Her lips went tight, and he wished he’d kept his mouth shut and just let her go.
“To your friends?” She stood there looking just like her mother, and it hit him that the girl he knew wasn’t there anymore. She’d spilled out a little here, a little there, until now there was almost nothing of her left. And some of that, a lot of that, was his doing.
“They had to leave,” she said. She looked at him for a second. “Probably had a curfew.” Then she was gone.
He could see that what happened had confirmed everything she already thought about him, and for a split second he saw very clearly how they were tied to each other. His actions, a justification for her attitude. Her attitude, a justification for his actions. And what used to be a justification for love, now a justification for disappointment. The thought created a hollow in him, a doubt that anything he’d ever done was for the right reason.
He closed his eyes.
Someone moaning woke him up, and instead of the fuzziness, there now seemed to be pain in every part of his body. He closed his eyes and concentrated on what he heard...a tray rattling down the corridor, voices murmuring, a door closing. And something else... something faint and constant. A humming. No, a buzzing. A ringing. Something inside, not outside. Something he couldn’t quite put his finger on.
Tinnitus. That’s what it’s called. The doctor’s words ran through his head. It can be brought on by a blow to the head. There’s a chance it may go away or diminish somewhat. And since yours isn’t severe, you may grow accustomed to it and hardly be aware of it at all.

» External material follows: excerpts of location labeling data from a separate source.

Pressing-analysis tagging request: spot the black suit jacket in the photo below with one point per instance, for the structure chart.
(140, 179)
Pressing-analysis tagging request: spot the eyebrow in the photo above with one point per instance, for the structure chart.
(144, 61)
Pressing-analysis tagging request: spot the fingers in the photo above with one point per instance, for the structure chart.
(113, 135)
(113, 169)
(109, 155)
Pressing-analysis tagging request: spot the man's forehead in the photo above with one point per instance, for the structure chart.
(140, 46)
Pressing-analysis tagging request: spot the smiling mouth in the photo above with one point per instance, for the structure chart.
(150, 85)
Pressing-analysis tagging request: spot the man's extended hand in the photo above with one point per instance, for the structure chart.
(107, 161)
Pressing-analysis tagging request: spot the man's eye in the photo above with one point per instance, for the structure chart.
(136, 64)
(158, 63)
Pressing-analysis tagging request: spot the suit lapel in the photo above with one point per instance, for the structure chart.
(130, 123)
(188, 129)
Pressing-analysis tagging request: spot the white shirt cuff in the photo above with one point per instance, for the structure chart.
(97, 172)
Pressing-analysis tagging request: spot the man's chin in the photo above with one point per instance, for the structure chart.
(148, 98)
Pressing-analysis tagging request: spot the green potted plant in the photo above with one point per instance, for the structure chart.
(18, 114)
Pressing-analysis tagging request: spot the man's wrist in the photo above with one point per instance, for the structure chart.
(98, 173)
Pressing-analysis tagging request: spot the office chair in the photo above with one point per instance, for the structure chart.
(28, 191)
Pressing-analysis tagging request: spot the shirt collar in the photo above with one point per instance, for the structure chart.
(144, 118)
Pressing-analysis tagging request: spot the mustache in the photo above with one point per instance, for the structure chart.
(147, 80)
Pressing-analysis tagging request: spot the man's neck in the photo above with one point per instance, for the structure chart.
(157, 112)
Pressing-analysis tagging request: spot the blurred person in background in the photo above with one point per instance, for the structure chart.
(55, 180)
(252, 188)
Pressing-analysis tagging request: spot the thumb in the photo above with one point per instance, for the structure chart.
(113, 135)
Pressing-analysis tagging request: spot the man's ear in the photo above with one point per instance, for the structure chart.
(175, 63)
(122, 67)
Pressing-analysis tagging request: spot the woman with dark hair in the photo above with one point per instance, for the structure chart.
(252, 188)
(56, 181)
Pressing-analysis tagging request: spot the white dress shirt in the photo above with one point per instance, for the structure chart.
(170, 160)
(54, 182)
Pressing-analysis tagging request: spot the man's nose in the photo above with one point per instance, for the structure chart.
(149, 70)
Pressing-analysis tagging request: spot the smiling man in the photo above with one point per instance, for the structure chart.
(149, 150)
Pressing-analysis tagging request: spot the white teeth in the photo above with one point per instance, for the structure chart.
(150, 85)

He stared at the papers in front of him and tried to be hardly aware of the noise in his head. But it was like trying not to think of elephants. Then his knee began to ache. He rubbed it. A silver lining that for the rest of his life he’d be able to predict bad weather.
The furnace rumbled and the humorous card Joy had sent wavered slightly at the first flow of warm air. He’d thought for a while she might call.
He looked up at the sound of car doors slamming. Karen and Tim were lifting their weekend supplies out of the back of the wagon. Evie stood holding a bag of groceries. He pictured her putting them away, quickly, efficiently, knowing where everything went even though she’d never been in his kitchen. She handed the bag to Timmy and got back in the car. She’d wait until they were inside, until she saw him wave from a window.
It occurred to him that he hadn’t heard the car coming. Which meant what…that he wasn’t becoming primal after all? That he was merely damaged? And being damaged, well…that was the human condition, wasn’t it. Unavoidable.
He watched them as they came up the walk, at each other as usual. Arguing about who was carrying the most, who’d get to sleep on the spare bed or the couch, whose turn it was to light the fire in the fireplace. He knew that sometime in the next three minutes they’d make him tell the story again. And by using his imagination and filling in the blanks, he’d managed to come up with a pretty good one. He even liked hearing it himself. Somehow, diving head first into the ground at ten miles an hour impressed them like nothing else he’d ever done. And when he thought about it, maybe they were right.
He pushed himself up from the table, gave his knee time to catch up with the rest of his leg, realized that for a while he hadn’t been aware of the noise in his ear. It hadn’t stopped, but for a while he’d forgotten about it. Which meant maybe the doctor was right, maybe he’d learn to not hear it most of the time.
Then the door opened, and the room was suddenly filled with noise and energy and comfort.